A train takes us from Cherbourg, where our ship has docked, to Paris. I stand by the window and watch the green Normandy pastures, pelted by rain, beyond my reach now, disappearing before I can touch them. An old man stands next to me, there in that train corridor. He says in French – do you know how to bring yourself luck? Every time you see a white horse, spit on your thumb, touch your palm with it, and pound it with a fist. Comme ca! -- he shows me. At 52, when I see a white horse, I spit on my thumb, touch my palm and pound it with a fist. How else to connect this day with that one?
From Paris, we pick up a car and begin the road journey home.
Our last nights in the western world are in Vienna. I am thirteen. I am determined to find the Spanish Riding School and the White Stallions. I had recently seen the movie about the horses at the time of the War. In one scene, the actor Eddie Albert is there, a soldier in an Austrian tavern, singing the ballad "Just Say Auf Weidersehen."

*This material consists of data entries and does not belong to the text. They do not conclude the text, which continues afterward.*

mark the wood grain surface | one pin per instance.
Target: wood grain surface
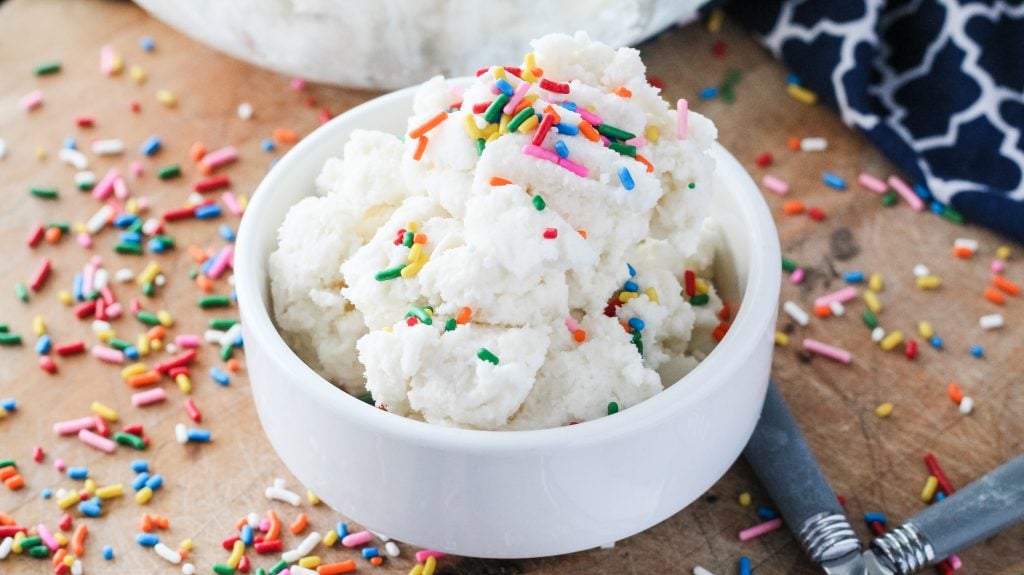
(875, 462)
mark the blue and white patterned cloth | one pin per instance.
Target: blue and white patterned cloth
(937, 85)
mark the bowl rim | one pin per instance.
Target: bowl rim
(758, 307)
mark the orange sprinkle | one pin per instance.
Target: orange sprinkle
(284, 135)
(299, 524)
(1007, 285)
(588, 131)
(428, 125)
(645, 162)
(421, 145)
(994, 296)
(794, 207)
(954, 393)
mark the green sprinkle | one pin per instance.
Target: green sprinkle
(222, 322)
(625, 149)
(208, 302)
(44, 192)
(48, 68)
(133, 249)
(523, 115)
(485, 355)
(130, 440)
(614, 133)
(420, 314)
(22, 292)
(169, 171)
(870, 319)
(389, 273)
(147, 317)
(494, 113)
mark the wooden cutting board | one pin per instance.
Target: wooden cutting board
(875, 462)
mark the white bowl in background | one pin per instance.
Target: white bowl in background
(509, 494)
(395, 43)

I want to see the real Lipizzaner horses. I want to touch a stallion that was heroically rescued in the last weeks of the Second World War even though, reluctantly, I have to admit that this will not even be the colt of the horse that lived and performed in Vienna more than twenty years ago.
I drag my family to the Hofburg Palace. The luck of the spit! We come just in time to see the stallions rehearse. Oh God, put me into that horse’s saddle, have me take the reigns and control this one lovely piece of life! The stallions can prance on their rear hoofs, front ones in the air, they can do anything you ask them to!
We buy shoes. My mother says – who knows when next we can buy decent shoes. Consumer sales are in a bleak phase back in Warsaw. Store shelves carry colorless items that look like clothes off the back of someone’s grandmother. My Vienna shoes, brown, sturdy, with a brass buckle tightly crossing the front, last me all the way through the first years at the university.
Vienna, my first encounters with this city of solid shoes and white stallions.